My new app - what do you think? - tcarnell
https://puntoshare.com/

======
Mikosia
It is not clear to me what I would use it for. emphasize the _use it for_.

"create/organize your data in hierarchically" is well and good, but doesn't
make sense to a user. Also suggest lessening the content, just put 3-4
examples max. and put the examples front & center.

------
ergergregg
What is missing:

1) Screenshots 2) Better design of the app 3) Better explanation of what the
app does ?

The website looks 2002, and because of 1 and 2 ti doesn't make me want to try
the app sorry.

------
tcarnell
In essence, you can:

\- create/organize your data in hierarchically (lists of lists)

\- publish content at any point in the hierarchy

\- share data with specific people at any point in the hierarchy

\- generate QR codes for any point in the hierarchy for mobile/remote access.

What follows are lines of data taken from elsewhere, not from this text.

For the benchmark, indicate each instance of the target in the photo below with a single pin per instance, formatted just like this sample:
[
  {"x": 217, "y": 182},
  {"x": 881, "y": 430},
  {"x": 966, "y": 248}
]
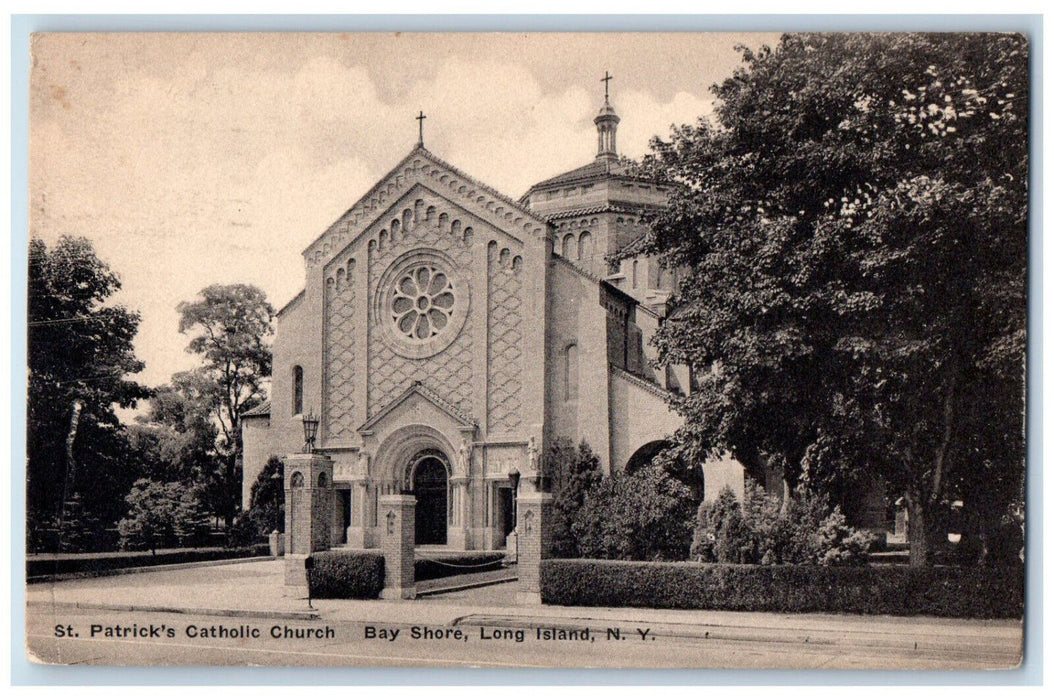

It's an idea I have been playing with for years, but finally got around to
turning it into something usable.

It's actually pretty good and I think the concept is unique.

------
realize
This really needs screenshots. 95% of my initial judgement of whether I want
to investigate an app further is based on screenshots.

------
andreyon
if your target market is not hardcore computer geeks that can read your mind,
I'd suggest asking a copywriter to help you with the site. I honestly don't
understand what is your product about and what a use case is.